Abdullah Ağırkan

Abdullah Ağırkan

SIYRILIP GELEN

Sabahın erken vakti saat 6 45 ‘de çalışma odasında Deniz Zeyrek’in köşesinde “ Anadolu’da hüzünlü bir gün”  yazısını okuyorum gece henüz sabaha evirilmiş değil…

a.jpg

Aynı coğrafyanın iki insanı olarak dalıyorum anlatımlarına o güzel kentin bozkırını, köylerini, sıcak soba ve elbette közde patates, Rus edebiyatında en çok göze çarpan soğuk teması ve közde patatesi anımsıyorum anlamsızca belki de…

 Anadolu’nun yoksulluğu değişmemiş diyor yazar ve bu geçmişten günümüze sanki miras…

Evet, Yaşar Kemal’in tanımladığı o yoksul köylü figürü yazık ki 70 yıl sonra hala aynı noktada…

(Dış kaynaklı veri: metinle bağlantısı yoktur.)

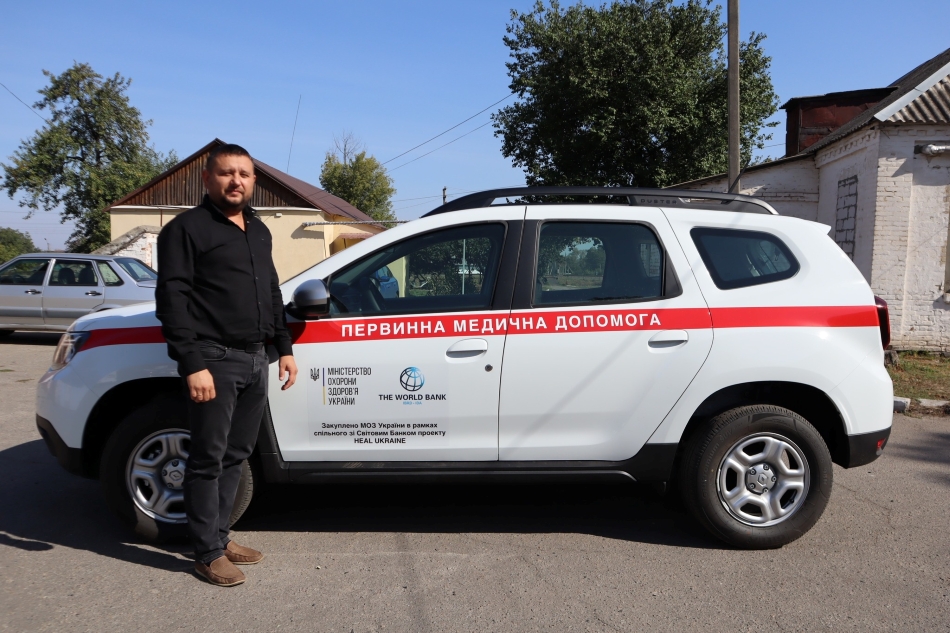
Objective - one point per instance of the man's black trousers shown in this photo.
(223, 434)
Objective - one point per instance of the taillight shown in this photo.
(69, 345)
(884, 321)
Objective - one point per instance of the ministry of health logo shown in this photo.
(411, 379)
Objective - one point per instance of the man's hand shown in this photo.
(288, 367)
(201, 385)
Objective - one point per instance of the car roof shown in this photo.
(73, 256)
(634, 196)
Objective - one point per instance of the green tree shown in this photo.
(13, 243)
(629, 94)
(92, 151)
(359, 179)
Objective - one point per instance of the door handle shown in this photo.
(669, 338)
(467, 348)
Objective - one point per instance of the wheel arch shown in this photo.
(811, 403)
(112, 408)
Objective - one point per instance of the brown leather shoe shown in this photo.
(240, 555)
(220, 572)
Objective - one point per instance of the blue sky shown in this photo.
(394, 74)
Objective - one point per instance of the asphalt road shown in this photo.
(472, 558)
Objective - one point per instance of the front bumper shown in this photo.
(68, 458)
(865, 448)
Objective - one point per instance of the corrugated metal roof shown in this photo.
(188, 187)
(906, 85)
(314, 195)
(933, 106)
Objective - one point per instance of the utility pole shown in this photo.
(733, 94)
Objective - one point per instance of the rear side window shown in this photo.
(597, 262)
(137, 269)
(736, 259)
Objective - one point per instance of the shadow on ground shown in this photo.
(31, 338)
(46, 507)
(932, 448)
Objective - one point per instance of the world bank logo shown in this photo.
(411, 379)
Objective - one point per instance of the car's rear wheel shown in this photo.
(757, 477)
(143, 469)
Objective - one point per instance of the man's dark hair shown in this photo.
(229, 149)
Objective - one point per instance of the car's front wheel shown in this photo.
(143, 470)
(757, 477)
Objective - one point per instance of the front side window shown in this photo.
(597, 262)
(109, 277)
(24, 272)
(449, 270)
(71, 272)
(736, 258)
(137, 269)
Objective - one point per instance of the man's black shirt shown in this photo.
(217, 283)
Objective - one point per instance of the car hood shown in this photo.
(137, 315)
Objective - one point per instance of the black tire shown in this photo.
(713, 490)
(163, 417)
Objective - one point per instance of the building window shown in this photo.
(845, 214)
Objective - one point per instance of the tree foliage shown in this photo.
(629, 94)
(357, 178)
(92, 151)
(13, 243)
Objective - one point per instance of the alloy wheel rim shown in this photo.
(763, 479)
(155, 475)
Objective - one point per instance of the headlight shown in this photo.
(69, 345)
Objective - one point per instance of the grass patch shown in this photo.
(921, 375)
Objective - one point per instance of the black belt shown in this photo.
(250, 348)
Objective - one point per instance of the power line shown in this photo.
(440, 147)
(449, 130)
(435, 196)
(289, 152)
(25, 103)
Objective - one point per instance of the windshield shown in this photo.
(137, 269)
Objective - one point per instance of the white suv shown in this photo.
(655, 335)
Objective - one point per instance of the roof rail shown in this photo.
(638, 197)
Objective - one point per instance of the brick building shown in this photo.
(874, 165)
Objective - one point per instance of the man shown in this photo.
(219, 302)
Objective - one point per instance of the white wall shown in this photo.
(855, 155)
(791, 187)
(913, 214)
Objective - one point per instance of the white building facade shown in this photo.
(882, 183)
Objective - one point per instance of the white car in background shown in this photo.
(655, 335)
(46, 292)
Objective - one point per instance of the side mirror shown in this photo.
(311, 300)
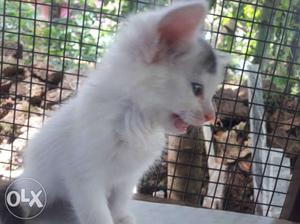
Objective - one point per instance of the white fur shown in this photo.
(95, 147)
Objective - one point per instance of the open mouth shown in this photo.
(178, 123)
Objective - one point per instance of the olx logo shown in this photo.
(28, 195)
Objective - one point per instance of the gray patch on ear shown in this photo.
(208, 57)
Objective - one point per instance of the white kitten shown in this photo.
(158, 77)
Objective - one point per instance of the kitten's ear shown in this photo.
(181, 23)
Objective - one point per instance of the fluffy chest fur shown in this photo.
(159, 76)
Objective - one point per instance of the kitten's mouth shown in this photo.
(178, 123)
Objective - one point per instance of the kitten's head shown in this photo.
(172, 71)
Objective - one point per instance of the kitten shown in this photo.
(159, 76)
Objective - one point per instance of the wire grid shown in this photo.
(47, 45)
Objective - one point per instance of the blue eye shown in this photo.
(197, 88)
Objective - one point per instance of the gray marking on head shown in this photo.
(208, 57)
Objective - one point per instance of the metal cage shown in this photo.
(245, 161)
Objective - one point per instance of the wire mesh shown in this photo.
(243, 162)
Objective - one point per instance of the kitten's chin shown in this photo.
(178, 126)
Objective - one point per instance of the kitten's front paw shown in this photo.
(128, 219)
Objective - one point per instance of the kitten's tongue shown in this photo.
(179, 124)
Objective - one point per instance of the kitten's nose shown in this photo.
(209, 117)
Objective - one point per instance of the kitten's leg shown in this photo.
(90, 205)
(118, 203)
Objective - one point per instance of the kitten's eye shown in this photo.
(197, 88)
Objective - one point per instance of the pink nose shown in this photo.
(209, 117)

Deniz Zeyrek cenaze dolasıyla bizim coğrafyamıza, ya da öz yurduna gitmiş ve bunları somut olarak kaleme almış… BAŞI SAĞOLSUN! Aslında bu coğrafya yoksulluk üretecek ve yoksul kalacak bir yer değil yerüstü ve yer altı kaynakları, konumu, insan potansiyeli vb…

Gel gör ki yönetimler…

Neyse / Çok yazdık onları /

Son kertede yazarımızın sıcak sobanın önünde gözünü diktiği portre ve son şarkı fitili yakıyor… Tarihsel dönemeç-değişim / Mesajı içeriyor bence…/ ve Katılıyorum devamına şarkının!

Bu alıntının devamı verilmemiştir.